Auf einen Blick
Durch eine gestiegene Produktkomplexität (u. a. durch hohe Variantenvielfalt) in Verbindung mit einem sich verschärfenden Fachkräftemangel geraten Unternehmen zunehmend unter Druck. Denn sie müssen trotz dessen kurze Lieferzeiten bei hoher Qualität gewährleisten. Um den Fachkräftemangel zu kompensieren, stellen Firmen zunehmend ausländisches Personal ein. Dies bringt besondere Anforderungen an die Einarbeitung sowie an die Arbeitsanweisungen mit sich.

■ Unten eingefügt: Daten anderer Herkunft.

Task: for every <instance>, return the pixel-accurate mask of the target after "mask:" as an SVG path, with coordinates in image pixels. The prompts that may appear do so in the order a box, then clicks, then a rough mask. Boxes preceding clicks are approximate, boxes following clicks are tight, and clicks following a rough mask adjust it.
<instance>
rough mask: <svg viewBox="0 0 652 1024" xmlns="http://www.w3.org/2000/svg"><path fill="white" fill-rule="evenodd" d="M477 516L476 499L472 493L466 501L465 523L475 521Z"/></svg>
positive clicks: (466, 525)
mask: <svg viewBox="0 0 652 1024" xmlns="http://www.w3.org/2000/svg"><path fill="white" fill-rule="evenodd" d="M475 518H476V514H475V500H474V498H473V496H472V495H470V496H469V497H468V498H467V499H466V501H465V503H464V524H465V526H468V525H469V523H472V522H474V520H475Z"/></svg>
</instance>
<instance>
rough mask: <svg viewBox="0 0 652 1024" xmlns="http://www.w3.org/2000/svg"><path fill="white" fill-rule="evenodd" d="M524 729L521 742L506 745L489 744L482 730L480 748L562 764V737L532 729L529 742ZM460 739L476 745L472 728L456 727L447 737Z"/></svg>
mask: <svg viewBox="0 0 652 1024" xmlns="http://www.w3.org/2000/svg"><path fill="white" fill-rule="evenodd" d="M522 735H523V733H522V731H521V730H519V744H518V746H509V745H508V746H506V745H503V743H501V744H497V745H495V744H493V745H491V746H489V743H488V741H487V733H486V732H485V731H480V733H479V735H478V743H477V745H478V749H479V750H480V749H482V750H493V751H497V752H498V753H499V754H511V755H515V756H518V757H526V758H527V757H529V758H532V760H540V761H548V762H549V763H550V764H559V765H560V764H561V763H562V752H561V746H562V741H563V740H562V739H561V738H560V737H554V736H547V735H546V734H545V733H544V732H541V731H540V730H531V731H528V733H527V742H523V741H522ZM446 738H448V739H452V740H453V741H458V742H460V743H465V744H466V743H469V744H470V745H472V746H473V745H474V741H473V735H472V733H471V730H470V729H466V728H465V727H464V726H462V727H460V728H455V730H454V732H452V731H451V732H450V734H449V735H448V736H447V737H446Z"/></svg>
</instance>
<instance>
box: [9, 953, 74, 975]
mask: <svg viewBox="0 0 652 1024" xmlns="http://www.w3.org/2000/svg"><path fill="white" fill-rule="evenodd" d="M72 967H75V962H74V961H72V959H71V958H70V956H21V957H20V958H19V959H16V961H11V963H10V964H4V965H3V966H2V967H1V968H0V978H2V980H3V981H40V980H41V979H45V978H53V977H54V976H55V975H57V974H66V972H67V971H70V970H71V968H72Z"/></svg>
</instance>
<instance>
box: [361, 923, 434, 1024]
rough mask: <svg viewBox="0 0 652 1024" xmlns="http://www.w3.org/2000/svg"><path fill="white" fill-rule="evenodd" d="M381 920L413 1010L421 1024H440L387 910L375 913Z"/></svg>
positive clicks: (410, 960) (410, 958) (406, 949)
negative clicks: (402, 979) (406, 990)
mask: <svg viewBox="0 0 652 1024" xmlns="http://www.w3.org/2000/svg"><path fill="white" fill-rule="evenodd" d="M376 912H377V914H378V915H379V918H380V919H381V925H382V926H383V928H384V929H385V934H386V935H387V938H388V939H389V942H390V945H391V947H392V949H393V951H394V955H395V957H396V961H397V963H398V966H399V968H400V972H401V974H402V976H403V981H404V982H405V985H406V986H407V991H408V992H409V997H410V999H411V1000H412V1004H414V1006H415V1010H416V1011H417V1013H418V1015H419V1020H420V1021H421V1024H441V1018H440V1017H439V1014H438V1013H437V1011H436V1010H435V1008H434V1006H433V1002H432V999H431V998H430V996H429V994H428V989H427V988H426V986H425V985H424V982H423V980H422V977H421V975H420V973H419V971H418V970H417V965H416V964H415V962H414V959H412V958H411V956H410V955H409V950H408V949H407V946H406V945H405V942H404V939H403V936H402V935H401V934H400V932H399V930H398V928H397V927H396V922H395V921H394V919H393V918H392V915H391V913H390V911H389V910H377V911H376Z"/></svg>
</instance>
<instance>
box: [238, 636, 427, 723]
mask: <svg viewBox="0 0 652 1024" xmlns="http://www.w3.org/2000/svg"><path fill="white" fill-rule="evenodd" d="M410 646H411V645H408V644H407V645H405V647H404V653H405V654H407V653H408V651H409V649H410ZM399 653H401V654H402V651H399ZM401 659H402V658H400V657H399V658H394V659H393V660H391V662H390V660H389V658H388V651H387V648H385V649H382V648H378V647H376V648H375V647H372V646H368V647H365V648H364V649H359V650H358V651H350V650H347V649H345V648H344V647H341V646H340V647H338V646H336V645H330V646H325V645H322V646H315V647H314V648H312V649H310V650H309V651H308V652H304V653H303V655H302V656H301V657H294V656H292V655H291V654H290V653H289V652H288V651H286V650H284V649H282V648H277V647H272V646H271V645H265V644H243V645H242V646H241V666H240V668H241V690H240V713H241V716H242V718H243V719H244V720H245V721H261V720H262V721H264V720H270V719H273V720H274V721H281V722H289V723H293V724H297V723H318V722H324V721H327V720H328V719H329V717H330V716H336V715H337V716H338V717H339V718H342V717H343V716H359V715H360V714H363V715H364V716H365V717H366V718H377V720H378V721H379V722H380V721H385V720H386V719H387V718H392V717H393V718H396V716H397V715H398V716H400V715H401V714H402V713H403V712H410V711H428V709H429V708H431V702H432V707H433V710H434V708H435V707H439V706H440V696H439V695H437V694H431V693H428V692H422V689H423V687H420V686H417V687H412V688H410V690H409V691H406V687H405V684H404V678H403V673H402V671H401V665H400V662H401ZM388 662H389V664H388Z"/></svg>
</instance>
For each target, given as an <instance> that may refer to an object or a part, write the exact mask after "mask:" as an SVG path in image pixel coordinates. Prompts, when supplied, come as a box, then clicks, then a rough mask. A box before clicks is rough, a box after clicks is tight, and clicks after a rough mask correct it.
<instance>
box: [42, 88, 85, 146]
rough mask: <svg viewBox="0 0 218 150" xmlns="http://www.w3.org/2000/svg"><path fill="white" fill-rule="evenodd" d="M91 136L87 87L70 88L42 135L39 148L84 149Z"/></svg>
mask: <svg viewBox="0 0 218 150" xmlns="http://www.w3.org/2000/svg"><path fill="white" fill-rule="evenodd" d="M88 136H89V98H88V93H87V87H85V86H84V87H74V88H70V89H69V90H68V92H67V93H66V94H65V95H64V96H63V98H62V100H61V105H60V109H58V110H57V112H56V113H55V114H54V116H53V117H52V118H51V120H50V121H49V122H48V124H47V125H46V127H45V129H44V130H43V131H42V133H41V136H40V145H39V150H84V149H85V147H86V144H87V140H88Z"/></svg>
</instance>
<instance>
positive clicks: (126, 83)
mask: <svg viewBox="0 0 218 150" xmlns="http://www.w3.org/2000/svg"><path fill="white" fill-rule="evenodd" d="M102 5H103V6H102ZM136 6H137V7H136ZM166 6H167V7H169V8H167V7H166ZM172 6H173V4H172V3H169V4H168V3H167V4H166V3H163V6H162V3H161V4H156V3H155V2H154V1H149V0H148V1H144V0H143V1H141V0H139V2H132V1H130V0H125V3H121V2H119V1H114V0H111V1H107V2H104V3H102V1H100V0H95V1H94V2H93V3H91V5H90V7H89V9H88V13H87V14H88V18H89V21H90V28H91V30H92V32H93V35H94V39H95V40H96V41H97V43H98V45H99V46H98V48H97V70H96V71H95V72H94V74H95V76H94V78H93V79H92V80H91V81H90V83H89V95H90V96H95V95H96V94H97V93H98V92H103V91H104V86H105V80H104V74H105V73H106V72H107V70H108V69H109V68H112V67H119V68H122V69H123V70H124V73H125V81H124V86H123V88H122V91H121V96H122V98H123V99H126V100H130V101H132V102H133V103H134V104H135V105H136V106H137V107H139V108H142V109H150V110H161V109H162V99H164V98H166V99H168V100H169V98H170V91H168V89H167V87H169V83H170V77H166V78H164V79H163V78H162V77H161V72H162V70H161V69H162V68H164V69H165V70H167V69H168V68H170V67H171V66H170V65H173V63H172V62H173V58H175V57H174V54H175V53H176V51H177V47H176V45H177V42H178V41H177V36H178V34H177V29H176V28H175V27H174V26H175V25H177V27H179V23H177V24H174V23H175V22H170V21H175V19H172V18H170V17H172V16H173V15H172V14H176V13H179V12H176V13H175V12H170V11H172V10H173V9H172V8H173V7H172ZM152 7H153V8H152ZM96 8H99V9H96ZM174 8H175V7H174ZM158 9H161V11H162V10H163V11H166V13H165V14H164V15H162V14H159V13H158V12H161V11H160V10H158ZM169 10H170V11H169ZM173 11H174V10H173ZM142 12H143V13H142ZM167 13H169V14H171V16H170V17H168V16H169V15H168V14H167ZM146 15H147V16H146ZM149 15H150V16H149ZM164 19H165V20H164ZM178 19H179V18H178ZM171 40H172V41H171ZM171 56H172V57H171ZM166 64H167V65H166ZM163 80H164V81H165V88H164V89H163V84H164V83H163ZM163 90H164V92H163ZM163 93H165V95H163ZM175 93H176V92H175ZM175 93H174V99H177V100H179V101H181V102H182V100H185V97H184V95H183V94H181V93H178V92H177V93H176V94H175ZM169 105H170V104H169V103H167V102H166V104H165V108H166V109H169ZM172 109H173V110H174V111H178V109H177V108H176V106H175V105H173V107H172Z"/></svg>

Darüber hinaus sollte die Verschwendung – beispielsweise von Zeit und Maschinenkapazitäten – minimiert werden. Dadurch ist es möglich, geringe Kosten und kurze Durchlaufzeiten einzuhalten. Der Verschwendung entgegen wirkt eine Fehlerentdeckung und -beseitigung, die kurzfristig nach der Fehlerentstehung bzw. nah am Fehlerentstehungsort erfolgt. Insbesondere der Lean-Philosophie folgend dürfen keine fehlerhaften Produkte an Folgeprozesse übergeben werden. Deswegen sollte eine Qualitätssicherung an jedem Prozessschritt stattfinden. Da eine manuelle Qualitätssicherung nach jedem Prozessschritt zu aufwändig und eine herkömmliche automatisierte Qualitätssicherung zu unflexibel sein können, sind insbesondere Anwendungen der Künstlichen Intelligenz (KI) eine gute Alternative.
Potentiale
Durch den Einsatz von KI-Anwendungen kann die Flexibilität der Qualitätssicherung gesteigert werden. Ein Demonstrator des Mittelstand-Digital Zentrums Chemnitz verdeutlicht den Mehrwert: Es wurde eine kamerabasierte KI-Anwendung mit einem Nutzerinterface programmiert. Da das zugrundeliegende neuronale Netz selbst die relevanten Merkmale aus den aufgenommenen Bildern erkennt, sind keine Programmierkenntnisse nötig. Somit können Mitarbeitende selbstständig über die Nutzeroberfläche weitere Bilder aufnehmen, ein aufbauendes Training der KI starten und die Qualitätssicherung einfach auf neue Produktvarianten anpassen.
Mithilfe visueller Assistenzsysteme werden darüber hinaus Sprachbarrieren überwunden und ausländisches Personal besser in Prozesse involviert.
Maßnahmen und Lösungsansätze
Insbesondere bei Montageaufgaben eignen sich Lösungen der Augmented Reality sowie Pick- und Place-by-Light-Systeme. Ein Demonstrator des Digitalzentrums Chemnitz zeigt, wie Mitarbeitende Schritt-für-Schritt durch den Montageprozess geführt werden. Dabei leuchtet ein LED-Streifen auf – jeweils an dem Behälter des aufzunehmenden Bauteils. Anschließend wird mit einem Beamer der Ort, an dem das Bauteil auf dem Produkt platziert werden soll, angezeigt. Zudem prüft eine integrierte, kamerabasierte KI-Anwendung, ob das richtige Bauteil am richtigen Ort montiert wurde. Bei einer fehlerhaften Montage wird dem Mitarbeitenden auditiv und visuell direkt neben dem Produkt eine Rückmeldung gegeben. Er kann somit direkt nach der Fehlerentstehung entsprechend nachbessern und es werden keine fehlerhaften Produkte an den Folgeprozess übergeben.
Herausforderungen
Durch eine schrittweise Montageanleitung sowie Qualitätskontrolle können erfahrene Mitarbeitende ausgebremst werden. Bei der Einführung digitaler Technologien, insbesondere bei Assistenzsystemen, muss zwingend der Anwendernutzen Beachtung finden. Um diese Herausforderung zu adressieren, wurde der vorgestellte Demonstrator um einen Expertenmodus ergänzt, bei dem lediglich das fertig montierte Produkt durch die KI geprüft wird. Damit kann weiterhin sichergestellt werden, dass keine fehlerhaften Produkte an den Folgeprozess übergeben, aber gleichzeitig die Arbeitsabläufe erfahrener Mitarbeitenden nicht behindert werden.